SRA. DE SAINT-ANGE, presentándole las nalgas: Y bien, ¿os parece que estoy bien puesta? DOLMANCÉ: ¡De maravilla! Así puedo devolveros de la mejor manera posible los mismos servicios con que Eugenia se ha encontrado tan bien. Ahora, pequeña loca, poneos con la cabeza bien metida entre las piernas de vuestra amiga y devolvedle, con vuestra linda lengua, los mismos cuidados que acabáis de obtener de ella. ¡Vaya! Por la postura podría poseer vuestros dos culos; sobaré deliciosamente el de Eugenia, chupando el de su bella amiga. Ahí... bien. ¿Veis cómo nos conjuntamos?
SRA. DE SAINT-ANDE, extasiándose: ¡Me muero, vive Dios!... Dolmancé, ¡cuánto me gusta tocar tu hermosa polla mientras me corro!... ¡Quisiera que me inundara de leche!... ¡Masturbad!... ¡Chupadme, santo DiosL.. ¡Ay, cuánto me gusta hacer de puta, cuando mi esperma eyacula así!... Se acabó, no puedo más... Me habéis saciado los dos... Creo que nunca en mi vida he tenido tanto placer.
EUGENIA: ¡Qué contenta estoy de ser yo la causa! Pero una cosa, querida amiga, acaba de escapársete una palabra, y no la entiendo. ¿Qué entiendes tú por esa expresión de puta?

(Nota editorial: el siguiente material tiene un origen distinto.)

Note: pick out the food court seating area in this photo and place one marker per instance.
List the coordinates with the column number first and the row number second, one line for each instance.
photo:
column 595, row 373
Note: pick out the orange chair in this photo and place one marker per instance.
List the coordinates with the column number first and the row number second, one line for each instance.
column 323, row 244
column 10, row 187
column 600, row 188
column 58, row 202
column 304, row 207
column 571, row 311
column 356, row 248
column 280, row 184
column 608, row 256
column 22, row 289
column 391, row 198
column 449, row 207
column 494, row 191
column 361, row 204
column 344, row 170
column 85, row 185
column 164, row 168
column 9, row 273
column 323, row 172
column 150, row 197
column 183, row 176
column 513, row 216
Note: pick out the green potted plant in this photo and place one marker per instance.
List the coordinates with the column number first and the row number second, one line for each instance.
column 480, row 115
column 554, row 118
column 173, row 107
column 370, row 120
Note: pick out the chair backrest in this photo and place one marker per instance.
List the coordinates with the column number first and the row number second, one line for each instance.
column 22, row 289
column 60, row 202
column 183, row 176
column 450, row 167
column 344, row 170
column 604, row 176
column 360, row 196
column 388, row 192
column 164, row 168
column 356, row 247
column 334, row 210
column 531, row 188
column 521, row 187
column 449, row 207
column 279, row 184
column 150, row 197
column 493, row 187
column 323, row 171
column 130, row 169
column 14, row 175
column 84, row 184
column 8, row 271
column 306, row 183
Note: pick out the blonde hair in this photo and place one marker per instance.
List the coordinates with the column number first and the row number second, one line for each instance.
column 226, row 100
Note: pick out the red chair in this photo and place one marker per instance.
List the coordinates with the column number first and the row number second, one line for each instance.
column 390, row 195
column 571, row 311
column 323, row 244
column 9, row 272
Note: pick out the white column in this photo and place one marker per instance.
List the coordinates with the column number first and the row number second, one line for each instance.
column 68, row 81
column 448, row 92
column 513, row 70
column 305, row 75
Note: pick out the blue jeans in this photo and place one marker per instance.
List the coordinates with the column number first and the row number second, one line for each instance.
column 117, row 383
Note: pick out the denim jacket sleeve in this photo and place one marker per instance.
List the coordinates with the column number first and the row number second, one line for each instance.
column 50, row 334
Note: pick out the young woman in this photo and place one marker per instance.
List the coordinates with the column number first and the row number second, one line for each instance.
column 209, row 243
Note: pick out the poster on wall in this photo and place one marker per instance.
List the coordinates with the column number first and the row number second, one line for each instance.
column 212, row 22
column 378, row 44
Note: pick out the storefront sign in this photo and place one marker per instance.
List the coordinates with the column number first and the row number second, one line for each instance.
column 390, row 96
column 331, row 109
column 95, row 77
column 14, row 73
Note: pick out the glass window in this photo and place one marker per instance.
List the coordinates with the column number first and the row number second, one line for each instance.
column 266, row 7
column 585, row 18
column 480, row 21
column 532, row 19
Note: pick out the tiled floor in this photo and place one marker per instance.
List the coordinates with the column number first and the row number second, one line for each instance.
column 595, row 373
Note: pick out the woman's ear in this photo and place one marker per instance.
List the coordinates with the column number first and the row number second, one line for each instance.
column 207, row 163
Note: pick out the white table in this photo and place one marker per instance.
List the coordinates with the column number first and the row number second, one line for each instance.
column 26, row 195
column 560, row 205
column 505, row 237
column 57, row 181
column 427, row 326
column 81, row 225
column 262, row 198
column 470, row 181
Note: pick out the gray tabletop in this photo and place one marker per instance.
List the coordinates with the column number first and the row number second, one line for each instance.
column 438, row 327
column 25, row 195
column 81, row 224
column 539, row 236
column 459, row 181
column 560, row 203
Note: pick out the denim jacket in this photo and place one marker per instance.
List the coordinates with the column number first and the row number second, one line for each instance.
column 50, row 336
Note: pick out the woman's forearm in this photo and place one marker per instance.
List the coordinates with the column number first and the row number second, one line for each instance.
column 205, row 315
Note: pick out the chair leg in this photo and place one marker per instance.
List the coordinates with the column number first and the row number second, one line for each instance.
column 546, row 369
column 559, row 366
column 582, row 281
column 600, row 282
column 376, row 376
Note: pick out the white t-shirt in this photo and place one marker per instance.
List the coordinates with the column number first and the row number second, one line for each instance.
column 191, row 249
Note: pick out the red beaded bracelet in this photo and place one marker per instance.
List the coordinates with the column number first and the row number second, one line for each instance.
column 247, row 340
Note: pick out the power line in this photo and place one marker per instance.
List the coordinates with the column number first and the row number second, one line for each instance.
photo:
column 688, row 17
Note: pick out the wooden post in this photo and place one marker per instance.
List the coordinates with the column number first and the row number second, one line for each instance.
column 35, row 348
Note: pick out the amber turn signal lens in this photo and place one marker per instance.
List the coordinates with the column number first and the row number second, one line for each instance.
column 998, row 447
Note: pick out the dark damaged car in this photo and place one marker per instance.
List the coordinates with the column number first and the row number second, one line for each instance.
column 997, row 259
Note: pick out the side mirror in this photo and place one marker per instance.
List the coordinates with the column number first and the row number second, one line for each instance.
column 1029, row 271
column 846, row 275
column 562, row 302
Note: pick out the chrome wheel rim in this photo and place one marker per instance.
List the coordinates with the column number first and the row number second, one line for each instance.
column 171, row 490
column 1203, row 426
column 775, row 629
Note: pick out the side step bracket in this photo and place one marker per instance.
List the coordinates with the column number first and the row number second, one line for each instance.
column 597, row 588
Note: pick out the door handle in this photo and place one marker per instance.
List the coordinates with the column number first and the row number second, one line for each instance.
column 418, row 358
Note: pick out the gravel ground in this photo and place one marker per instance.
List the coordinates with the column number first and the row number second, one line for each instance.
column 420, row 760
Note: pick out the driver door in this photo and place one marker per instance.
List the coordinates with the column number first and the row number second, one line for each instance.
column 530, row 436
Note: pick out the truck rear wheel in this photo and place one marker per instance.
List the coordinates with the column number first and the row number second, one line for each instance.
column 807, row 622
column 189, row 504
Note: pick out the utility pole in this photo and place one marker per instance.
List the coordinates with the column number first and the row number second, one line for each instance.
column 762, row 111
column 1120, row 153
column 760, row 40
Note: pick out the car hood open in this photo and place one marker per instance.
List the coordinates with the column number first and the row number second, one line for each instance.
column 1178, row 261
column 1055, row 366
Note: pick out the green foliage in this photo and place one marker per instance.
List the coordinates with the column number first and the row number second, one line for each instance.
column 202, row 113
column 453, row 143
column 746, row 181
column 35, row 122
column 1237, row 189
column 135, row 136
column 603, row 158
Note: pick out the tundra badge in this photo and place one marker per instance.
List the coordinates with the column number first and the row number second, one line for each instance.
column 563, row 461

Perdón, pero ya sabes que estoy aquí para instruirme.
SRA. DE SAINT-ANGE: Se denomina así, bella mía, a esas víctimas públicas de la depravación de los hombres, siempre dispuestos a entregarse a su temperamento o a su interés; felices y respetables criaturas que la opinión mancilla, pero que la voluptuosidad corona, y que, más necesarias a la sociedad que las mojigatas, tienen el coraje de sacrificar, para servirla, la consideración que esa sociedad osa quitarles injustamente. ¡Vivan aquellas a las que este título honra a sus ojos! Ésas son las mujeres realmente amables, las únicas verdaderamente filósofas. En cuanto a mí, querida mía, que desde hace doce años trabajo por merecerlo, te aseguro que lejos de molestarme, me divierte. Es más: me gusta que me llamen así cuando me follan; esa injuria me calienta la cabeza.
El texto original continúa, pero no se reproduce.